Ask An Attorney: Handling Online Physician Reviews
My general practice partner and I have noticed an increase in the number of patients who review their doctors online. How do we handle an online review?
In an age where patients can (and do) rate their health care providers as they would restaurants and retail stores, online reviews are an increasing reality for medical practitioners. Sites like Yelp, Vitals, RateMDs, Healthgrades and Zocdoc are just a few of the growing number of places patients can rate their health professionals online. Knowing whether and how to respond to online reviews is critical for those in the health care industry.
The good news is patients like their providers, and the vast majority of online reviews are positive. However, a negative review criticizing a health care provider’s care and treatment could damage a practitioner’s reputation or influence prospective patients.
Upon reading a particularly glowing or critical review, a provider may be tempted to respond to the reviewer. However, publicly responding to an online review is a delicate matter for a medical professional.
In acknowledging an online review, it is essential to remember that state and federal confidentiality and privacy laws restrict a provider’s ability to respond. Under the Health Insurance Portability and Accountability Act (HIPAA), even acknowledging the reviewer is a patient constitutes a violation. Health care providers may speak generally about the way they treat patients, but are not permitted to reveal individual patient health information.
In general, it is better to address conflicts offline. Responding publicly only provides prominence to the complaint. Health care providers can carefully encourage these reviewers to contact the office directly where their complaint can be handled privately.
Most negative reviews involve office management, such as the office wait, the front office staff or office hours. Practitioners can use these reviews as an opportunity to examine and improve, if necessary, the office experience of their patients.

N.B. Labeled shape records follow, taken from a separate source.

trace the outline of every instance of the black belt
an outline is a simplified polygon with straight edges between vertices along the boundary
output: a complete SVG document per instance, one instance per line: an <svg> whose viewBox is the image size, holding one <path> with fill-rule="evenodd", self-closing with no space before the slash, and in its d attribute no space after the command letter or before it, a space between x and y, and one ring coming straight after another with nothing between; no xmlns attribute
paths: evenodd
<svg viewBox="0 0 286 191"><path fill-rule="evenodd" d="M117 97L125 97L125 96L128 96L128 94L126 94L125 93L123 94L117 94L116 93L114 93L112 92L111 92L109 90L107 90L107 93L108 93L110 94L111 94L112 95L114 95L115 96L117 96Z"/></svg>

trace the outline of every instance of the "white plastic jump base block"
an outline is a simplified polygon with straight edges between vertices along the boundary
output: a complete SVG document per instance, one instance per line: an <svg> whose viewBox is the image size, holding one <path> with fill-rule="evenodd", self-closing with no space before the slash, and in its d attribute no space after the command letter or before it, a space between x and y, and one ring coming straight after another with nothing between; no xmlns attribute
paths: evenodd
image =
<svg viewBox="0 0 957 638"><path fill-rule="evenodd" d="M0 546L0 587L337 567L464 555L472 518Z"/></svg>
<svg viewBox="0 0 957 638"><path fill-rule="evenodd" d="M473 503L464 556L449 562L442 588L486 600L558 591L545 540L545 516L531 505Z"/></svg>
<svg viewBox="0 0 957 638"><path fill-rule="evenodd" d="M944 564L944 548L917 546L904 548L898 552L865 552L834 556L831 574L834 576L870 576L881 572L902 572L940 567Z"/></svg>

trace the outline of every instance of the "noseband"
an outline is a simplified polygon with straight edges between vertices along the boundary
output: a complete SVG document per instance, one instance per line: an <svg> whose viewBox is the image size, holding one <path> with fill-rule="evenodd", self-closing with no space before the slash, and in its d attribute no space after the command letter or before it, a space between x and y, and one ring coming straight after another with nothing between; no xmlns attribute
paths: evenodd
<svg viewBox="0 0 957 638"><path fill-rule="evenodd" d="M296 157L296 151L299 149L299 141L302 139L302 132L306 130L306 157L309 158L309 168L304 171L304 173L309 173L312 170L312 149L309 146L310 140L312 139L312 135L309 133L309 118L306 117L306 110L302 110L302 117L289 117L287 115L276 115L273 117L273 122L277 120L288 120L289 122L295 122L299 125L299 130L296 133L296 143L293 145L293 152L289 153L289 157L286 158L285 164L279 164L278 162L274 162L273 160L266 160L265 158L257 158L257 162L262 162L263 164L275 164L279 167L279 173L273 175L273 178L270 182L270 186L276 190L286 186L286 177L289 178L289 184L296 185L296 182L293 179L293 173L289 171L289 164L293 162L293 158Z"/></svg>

Perhaps the best way to handle negative online reviews is to encourage satisfied patients to post reviews online about the care they received. As Justice Louis D. Brandeis famously wrote: “the remedy to be applied is more speech…” Encouraging patients to share their reviews online allows the positive reviews to balance out and overshadow any negative reviews. Consumers know that one negative online review is not representative of a practice. If you ask patients for reviews, however, remember it is illegal to provide anything of value for those reviews, such as discounts or free services.
If a review is obviously fake or mistakes your practice for another, contact the review website and explain that the review is not real or does not actually review your practice. Review sites want their reviews to be accurate. Remember not to divulge patient information to the review site as evidence of an inaccurate review.
If you receive an online review that necessitates a response, take the following steps: (1) try to evaluate the review objectively and determine if it needs an online response; (2) if the review alleges malpractice, immediately call your attorney; and (3) draft a short, measured and carefully worded response, which does not reveal any patient information. If in doubt, contact your attorney to discuss responding publicly to any online review.